Last year's acclaimed debut novel by Steven Sherrill, The Minotaur Takes a Cigarette Break, finds a substantially weird central character trying to act like a regular guy. He is, after all, a minotaur, working as chef in a rib restaurant and trying to accommodate the awkward urges of men into his ancient, mythic past. In contrast, Sherrill's excellent second novel, Visits from the Drowned Girl, watches a regular guy lurch into increasingly weird behaviour.

Benny Poteat is a tower jockey, who scrambled up anything as a kid and who now turns a buck by painting water towers or mending masts. He's good, careful, and sees the world from an unusual angle. He quietly witnesses the glorious danger of broom fires rolling across fields, or a fist-fight that ends in handshakes and fellatio, or a committal whose mourners run around the grave to avoid the cemetery's sprinkler system.
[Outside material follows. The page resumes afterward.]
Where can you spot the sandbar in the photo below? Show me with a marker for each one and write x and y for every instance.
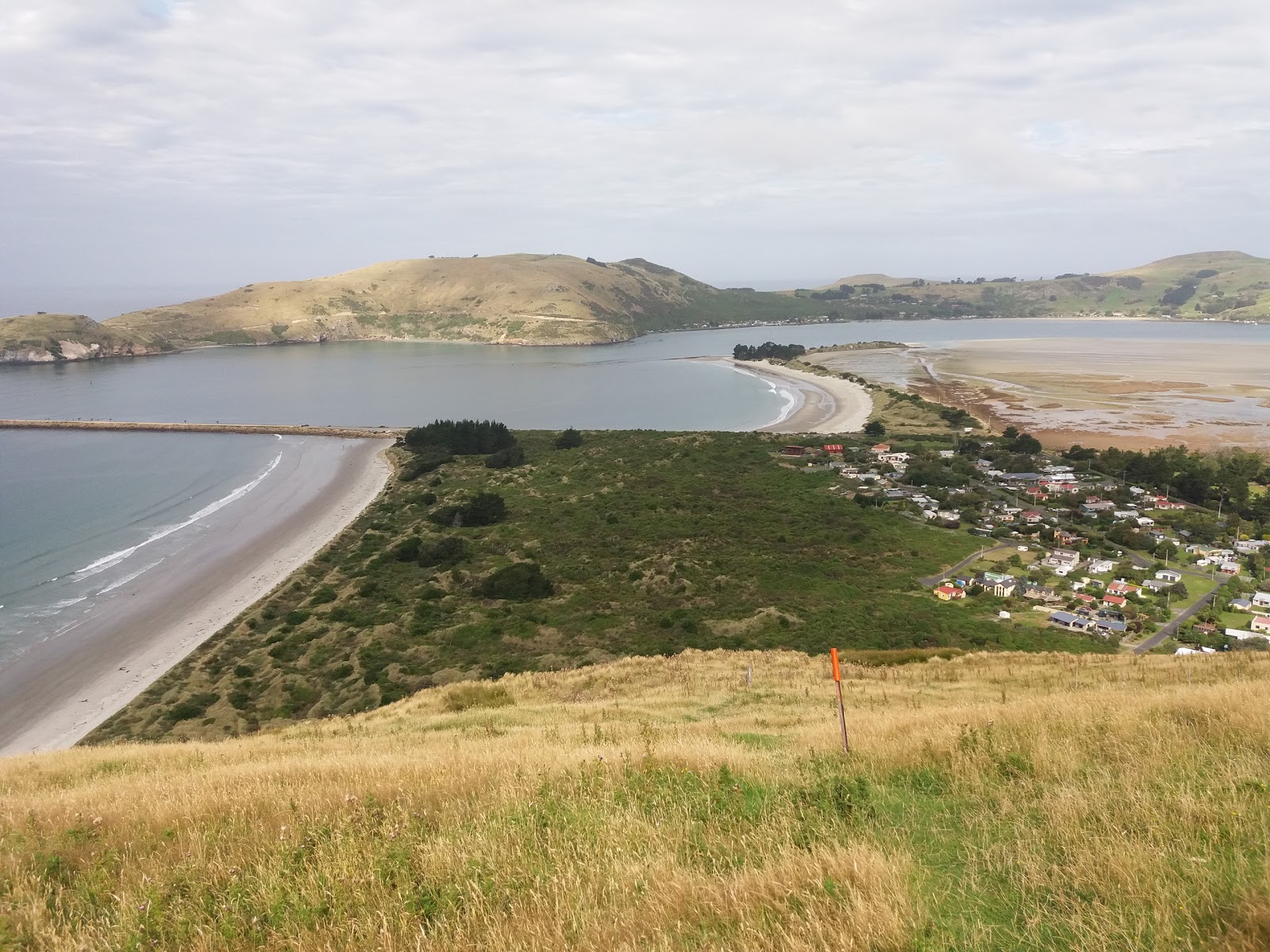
(60, 689)
(821, 404)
One day, Benny notices a young woman on the bank of a swollen river, placing a camera on a tripod. She takes off her clothes and walks, without hesitation, until the current has sucked her under.

Perplexed, Benny clambers down, drives to the river and gathers her relics into the back of his clanky old truck: folded clothes, tripod and camera, nine videos (including the one of her suicide) and a business card for Rebecca Hinkey, manager of a gentrified apartment complex. He fully intends to report the bizarre spectacle but, through a delicious slapstick sequence of misadventure on his drive back, he chooses to leave the items hidden in his laundry crate.

Why? Benny doesn't know, and Sherrill, wisely, doesn't push. That gives his novel the keenly whetted edge of anticipation for calamity following Benny's lapse in civic duty.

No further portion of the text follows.